La volcanologie, en tant que description d'un phénomène volcanique, est née au Néolithique avec l'exécution d'une peinture murale d'un volcan en éruption à deux sommets, probablement le Mont Hasan, à Çatal Hüyük (Turquie) et datant de 6000 av. J.-C. Cependant, des représentations d'éruptions auraient été découvertes dans la grotte Chauvet-Pont d'Arc (36 000 BP)[1],[2],[3],[4],[5].
Dans les premières civilisations, notamment chez les grecs et les romains, les volcans et leurs éruptions sont associés à des manifestations divines. Il en sera de même dans le christianisme qui les considère comme l'œuvre de Satan et les signes de la colère divine.
Au Ve siècle av. J.-C., le philosophe grec Empédocle d'Agrigente divise le monde en quatre éléments fondamentaux : l'air, l'eau, la terre et le feu, le dernier étant représenté par les volcans.
Platon affirme que des fleuves d'eau chaude et froide parcourent l'intérieur de la Terre et qu'un vaste fleuve de feu central, le Pyriphlégéthon, alimente tous les volcans de la Terre. Aristote explique la présence de ce feu souterrain comme «...le frottement du vent quand il s'engouffre dans des passages étroits. » Lucrèce, un philosophe romain, clame lui que l'Etna est totalement creux et que ses feux sont alimentés par un vent puissant circulant près du niveau de la mer. Ovide estime que les éruptions sont alimentées par de la « nourriture riche » et qu'elles cessent lorsque celle-ci vient à manquer. Vitruve affirme que les feux souterrains sont entretenus par du soufre, de l'alun et du bitume. L'idée d'un rôle prépondérant du vent comme source des éruptions volcaniques perdurera jusqu'au XVIe siècle.

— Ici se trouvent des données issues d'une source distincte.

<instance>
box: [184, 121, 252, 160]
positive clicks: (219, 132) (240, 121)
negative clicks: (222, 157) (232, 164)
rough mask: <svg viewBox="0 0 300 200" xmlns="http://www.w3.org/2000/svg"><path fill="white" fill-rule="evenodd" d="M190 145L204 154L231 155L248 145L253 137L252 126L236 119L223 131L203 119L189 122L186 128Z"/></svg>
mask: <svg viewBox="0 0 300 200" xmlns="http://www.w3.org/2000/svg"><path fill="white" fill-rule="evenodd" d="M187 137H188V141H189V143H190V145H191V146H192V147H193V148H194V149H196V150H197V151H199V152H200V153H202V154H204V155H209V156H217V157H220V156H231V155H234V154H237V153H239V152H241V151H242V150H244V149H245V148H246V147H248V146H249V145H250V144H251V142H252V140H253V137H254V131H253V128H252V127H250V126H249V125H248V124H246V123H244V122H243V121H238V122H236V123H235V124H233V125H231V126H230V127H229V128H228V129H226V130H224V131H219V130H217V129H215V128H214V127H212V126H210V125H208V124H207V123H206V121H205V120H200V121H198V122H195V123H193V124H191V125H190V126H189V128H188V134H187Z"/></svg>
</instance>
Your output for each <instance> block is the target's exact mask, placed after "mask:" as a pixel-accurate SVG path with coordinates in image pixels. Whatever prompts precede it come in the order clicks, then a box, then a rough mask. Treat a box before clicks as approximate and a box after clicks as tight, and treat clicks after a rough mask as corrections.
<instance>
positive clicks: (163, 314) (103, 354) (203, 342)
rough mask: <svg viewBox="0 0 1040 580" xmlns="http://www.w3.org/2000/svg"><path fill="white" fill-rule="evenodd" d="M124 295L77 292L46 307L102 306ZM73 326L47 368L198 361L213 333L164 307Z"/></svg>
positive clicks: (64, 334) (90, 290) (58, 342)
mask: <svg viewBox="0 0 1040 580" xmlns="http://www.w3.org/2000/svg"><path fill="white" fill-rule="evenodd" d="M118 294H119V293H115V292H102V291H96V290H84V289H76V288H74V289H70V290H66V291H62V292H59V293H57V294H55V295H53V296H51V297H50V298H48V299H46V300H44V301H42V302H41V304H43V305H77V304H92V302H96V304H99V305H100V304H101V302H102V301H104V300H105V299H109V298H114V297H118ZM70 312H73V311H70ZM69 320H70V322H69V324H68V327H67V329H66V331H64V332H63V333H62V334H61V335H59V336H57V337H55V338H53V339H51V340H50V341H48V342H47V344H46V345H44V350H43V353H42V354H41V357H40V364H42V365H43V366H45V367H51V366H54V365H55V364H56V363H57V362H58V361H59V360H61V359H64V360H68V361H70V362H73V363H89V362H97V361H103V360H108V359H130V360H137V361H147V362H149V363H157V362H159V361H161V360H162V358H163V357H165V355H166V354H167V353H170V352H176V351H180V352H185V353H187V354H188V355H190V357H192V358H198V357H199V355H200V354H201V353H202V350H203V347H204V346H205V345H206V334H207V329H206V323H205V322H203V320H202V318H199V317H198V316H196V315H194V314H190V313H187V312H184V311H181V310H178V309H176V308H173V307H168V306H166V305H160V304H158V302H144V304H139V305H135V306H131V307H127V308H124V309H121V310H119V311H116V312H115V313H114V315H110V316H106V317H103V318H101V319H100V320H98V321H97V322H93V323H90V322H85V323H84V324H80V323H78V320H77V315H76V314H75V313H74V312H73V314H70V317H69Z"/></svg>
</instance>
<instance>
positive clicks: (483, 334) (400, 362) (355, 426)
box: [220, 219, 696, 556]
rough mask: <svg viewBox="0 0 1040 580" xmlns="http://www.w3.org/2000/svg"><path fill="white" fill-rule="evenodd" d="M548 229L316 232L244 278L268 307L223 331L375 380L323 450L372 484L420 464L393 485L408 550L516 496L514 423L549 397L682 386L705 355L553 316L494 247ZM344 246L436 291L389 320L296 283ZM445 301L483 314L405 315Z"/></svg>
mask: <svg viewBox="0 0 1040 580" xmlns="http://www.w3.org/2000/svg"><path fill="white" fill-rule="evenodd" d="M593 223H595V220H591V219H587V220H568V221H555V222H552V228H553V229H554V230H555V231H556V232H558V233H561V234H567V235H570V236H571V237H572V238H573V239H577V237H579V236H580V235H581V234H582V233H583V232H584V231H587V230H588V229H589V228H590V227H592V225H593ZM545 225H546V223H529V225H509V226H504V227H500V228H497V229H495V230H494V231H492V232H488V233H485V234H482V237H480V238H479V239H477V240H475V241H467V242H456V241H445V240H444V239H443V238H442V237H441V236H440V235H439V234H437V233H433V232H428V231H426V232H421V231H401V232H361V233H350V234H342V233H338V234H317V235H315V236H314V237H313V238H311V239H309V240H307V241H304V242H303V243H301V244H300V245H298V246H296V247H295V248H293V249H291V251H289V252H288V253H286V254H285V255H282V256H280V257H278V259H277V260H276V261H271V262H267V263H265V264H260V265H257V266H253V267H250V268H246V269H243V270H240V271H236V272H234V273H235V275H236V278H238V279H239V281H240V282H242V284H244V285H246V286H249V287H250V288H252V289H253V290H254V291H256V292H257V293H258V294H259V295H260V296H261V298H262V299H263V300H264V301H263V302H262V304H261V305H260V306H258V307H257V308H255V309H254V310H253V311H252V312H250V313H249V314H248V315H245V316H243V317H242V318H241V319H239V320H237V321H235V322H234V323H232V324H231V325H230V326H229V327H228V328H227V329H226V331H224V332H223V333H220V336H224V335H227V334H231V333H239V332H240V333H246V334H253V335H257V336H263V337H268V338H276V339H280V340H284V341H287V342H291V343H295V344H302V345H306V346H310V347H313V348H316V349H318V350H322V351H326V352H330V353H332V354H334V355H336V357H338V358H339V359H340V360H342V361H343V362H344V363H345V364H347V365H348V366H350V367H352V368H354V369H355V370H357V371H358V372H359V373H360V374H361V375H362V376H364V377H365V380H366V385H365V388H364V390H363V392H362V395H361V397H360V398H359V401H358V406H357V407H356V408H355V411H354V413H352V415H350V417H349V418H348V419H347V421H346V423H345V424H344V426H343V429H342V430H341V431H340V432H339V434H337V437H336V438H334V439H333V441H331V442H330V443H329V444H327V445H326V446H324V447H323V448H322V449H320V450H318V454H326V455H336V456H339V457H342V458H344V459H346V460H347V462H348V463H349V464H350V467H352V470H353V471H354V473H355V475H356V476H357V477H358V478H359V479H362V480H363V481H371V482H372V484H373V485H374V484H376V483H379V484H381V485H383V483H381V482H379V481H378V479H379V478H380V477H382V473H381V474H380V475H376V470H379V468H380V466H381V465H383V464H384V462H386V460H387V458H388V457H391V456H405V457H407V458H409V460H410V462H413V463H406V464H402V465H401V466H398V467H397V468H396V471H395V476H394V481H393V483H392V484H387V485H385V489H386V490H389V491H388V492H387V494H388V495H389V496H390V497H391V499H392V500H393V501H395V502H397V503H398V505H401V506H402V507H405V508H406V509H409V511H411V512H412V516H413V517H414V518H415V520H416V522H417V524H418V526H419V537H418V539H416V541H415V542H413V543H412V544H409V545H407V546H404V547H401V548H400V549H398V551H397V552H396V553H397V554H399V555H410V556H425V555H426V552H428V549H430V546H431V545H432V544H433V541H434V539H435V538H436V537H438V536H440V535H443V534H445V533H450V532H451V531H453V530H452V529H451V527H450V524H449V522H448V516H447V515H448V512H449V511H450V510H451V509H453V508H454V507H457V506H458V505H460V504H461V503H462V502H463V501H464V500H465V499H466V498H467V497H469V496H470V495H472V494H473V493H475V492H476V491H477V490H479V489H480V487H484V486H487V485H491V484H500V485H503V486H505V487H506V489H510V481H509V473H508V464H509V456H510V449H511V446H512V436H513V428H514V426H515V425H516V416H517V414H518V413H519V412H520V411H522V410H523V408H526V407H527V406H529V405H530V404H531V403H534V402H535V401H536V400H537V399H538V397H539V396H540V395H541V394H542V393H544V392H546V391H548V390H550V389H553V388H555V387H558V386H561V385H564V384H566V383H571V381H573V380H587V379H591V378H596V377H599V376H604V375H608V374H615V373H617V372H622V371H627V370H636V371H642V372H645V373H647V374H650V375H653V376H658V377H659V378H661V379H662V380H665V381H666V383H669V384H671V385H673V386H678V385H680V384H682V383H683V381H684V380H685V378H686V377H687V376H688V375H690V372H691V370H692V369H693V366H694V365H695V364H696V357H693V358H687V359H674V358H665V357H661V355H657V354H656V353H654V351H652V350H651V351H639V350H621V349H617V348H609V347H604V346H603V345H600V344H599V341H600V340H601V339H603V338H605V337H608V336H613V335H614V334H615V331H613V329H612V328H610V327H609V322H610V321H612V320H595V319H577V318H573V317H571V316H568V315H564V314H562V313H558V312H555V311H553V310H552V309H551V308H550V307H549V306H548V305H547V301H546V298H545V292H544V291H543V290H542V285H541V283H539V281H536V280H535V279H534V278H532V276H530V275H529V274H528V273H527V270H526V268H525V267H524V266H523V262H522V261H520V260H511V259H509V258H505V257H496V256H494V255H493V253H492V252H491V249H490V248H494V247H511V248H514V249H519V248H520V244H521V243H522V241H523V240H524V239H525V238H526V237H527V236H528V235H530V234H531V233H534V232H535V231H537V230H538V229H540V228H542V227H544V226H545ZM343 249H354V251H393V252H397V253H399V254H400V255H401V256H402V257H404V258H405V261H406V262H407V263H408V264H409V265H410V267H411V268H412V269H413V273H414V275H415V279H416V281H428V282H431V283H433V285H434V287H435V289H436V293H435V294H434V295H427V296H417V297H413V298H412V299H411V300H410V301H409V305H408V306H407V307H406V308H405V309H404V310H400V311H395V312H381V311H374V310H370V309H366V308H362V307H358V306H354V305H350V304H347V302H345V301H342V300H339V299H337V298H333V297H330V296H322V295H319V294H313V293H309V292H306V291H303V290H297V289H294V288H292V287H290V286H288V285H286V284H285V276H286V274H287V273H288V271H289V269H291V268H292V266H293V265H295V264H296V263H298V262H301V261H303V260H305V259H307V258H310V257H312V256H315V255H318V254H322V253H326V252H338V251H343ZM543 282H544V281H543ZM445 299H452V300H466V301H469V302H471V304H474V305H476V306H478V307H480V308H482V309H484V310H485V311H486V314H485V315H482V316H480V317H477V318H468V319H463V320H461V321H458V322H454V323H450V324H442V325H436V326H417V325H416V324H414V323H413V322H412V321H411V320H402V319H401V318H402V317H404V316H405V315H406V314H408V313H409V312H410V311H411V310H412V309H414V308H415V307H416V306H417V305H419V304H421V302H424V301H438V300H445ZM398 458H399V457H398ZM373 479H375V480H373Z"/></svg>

En 79, Pline l'Ancien relate et décrit le début de l'éruption du Vésuve, remarquant notamment que des séismes précèdent le début d'une éruption. Voulant se rendre au plus près des évènements, il est tué par une des nombreuses nuées ardentes qui dévalent les flancs du volcan et détruisent Pompéi. Son neveu, Pline le Jeune, n'ayant pu accompagner son oncle, fait une description précise de l'éruption dont le type portera le nom des deux hommes : éruption plinienne. Cependant, cette description ne constitue pas une tentative d'explication scientifique du phénomène.